Question

E and F are respectively the midpoints of non parallel sides AB and BC of a trapezium ABCD, prove that EF || AB.​

Answer 1

$\huge\underline{\bf \red{ ❥ ᴀɴsᴡᴇʀ }}$

Let ABCD be a trapezium in AB || DC. Let E and F be the midpoints of AD and BC respectively E and F are joined.

We have to show that EF || AB.

If possible,let EF be not parallel to AB then draw EG || AB, meeting BC to G.

Now, AB || EG || DC and the transversal AD cuts them at A,E,D respectively such that AE = ED.

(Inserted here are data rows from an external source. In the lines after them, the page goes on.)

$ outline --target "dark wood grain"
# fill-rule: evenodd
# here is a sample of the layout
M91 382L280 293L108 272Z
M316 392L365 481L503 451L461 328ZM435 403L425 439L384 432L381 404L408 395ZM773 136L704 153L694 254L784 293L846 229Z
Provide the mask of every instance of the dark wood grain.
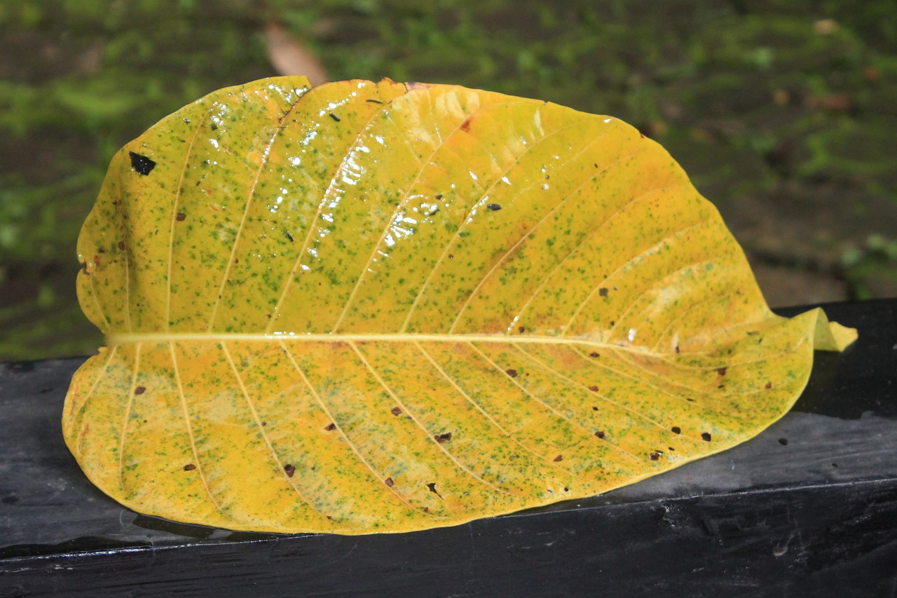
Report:
M599 497L396 535L137 515L63 444L83 359L0 365L0 596L892 595L897 300L825 309L859 340L817 353L796 409L753 440Z

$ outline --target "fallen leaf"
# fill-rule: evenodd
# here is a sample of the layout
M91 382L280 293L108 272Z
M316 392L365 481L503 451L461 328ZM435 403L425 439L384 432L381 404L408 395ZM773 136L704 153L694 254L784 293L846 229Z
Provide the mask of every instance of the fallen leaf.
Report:
M123 505L231 529L605 492L760 433L856 338L772 314L633 128L452 85L215 92L116 155L78 252L109 347L65 442Z

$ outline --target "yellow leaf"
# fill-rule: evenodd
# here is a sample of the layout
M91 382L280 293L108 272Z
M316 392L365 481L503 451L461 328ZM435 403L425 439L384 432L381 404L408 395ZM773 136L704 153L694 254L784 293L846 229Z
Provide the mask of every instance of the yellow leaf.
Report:
M224 89L113 159L78 242L109 347L63 420L141 513L453 525L751 438L856 332L772 314L620 120L452 85Z

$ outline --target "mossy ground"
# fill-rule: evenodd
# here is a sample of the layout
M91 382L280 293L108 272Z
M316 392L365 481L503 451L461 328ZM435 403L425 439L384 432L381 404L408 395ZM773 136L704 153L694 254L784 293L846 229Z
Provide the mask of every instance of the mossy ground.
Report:
M74 243L112 154L275 75L277 22L334 80L418 80L612 114L714 201L773 305L897 295L897 4L0 3L0 360L92 353Z

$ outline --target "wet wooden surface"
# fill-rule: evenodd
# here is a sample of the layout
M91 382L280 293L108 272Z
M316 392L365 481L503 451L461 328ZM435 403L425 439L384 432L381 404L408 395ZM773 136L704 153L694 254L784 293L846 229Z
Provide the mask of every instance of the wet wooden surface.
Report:
M83 359L0 365L0 596L892 595L897 300L825 309L859 340L816 353L795 409L753 440L589 499L396 535L138 515L63 444Z

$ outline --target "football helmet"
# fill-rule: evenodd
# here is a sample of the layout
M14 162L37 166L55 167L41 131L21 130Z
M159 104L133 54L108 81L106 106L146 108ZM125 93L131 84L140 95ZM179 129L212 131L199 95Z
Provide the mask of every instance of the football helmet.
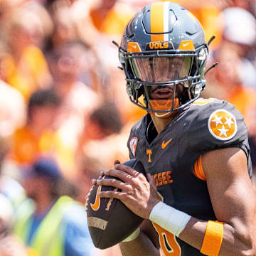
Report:
M124 29L119 58L131 101L158 116L199 97L208 54L196 18L178 4L154 2Z

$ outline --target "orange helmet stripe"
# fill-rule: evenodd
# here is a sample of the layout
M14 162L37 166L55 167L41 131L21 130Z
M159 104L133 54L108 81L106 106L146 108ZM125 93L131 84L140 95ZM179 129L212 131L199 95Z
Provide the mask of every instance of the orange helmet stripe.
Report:
M151 33L161 33L161 34L151 34L151 42L164 41L164 3L152 3L151 6Z

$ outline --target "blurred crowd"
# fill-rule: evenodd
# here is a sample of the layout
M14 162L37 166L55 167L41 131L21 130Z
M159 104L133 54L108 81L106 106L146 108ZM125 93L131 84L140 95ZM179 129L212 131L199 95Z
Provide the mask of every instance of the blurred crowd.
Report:
M0 256L120 255L93 248L82 206L90 180L128 160L129 129L145 114L112 41L152 1L0 0ZM255 169L256 2L173 1L207 41L216 36L202 96L244 115Z

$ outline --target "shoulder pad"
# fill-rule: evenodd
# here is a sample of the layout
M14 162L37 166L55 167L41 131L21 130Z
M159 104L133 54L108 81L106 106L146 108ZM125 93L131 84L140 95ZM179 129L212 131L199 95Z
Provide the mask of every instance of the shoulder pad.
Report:
M142 129L146 125L146 116L141 118L131 129L130 135L127 142L129 158L135 157L136 149L138 144L139 133ZM146 129L146 128L145 128Z
M188 132L198 146L232 146L247 139L243 117L235 107L217 99L198 99L188 110ZM192 139L193 137L193 139Z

Also, BGC is the other transversal cutting AB,EG and DC at B, G and C respectively.

∴ BG = GC (by intercept theorem).

This shows that G is the midpoint of BC.

Hence,G must coincide with F [∴ F is the midpoint of BC].

Thus,our supposition is wrong.

Hence, EF || AB.

Answer 2

ᴀɴsᴡᴇʀ

Join CE and produce it to meet BA produced at G

In △EDC and △EAG,

⇒ ∠CED=∠GEA [ Vertically opposite angles ]

⇒ ∠ECD=∠EGA [ Alternate angles ]

⇒ ED=EA [ Since, E is the midpoint of AD ]

⇒ △EDC≅△EAG [ By AAS congruence theorem ]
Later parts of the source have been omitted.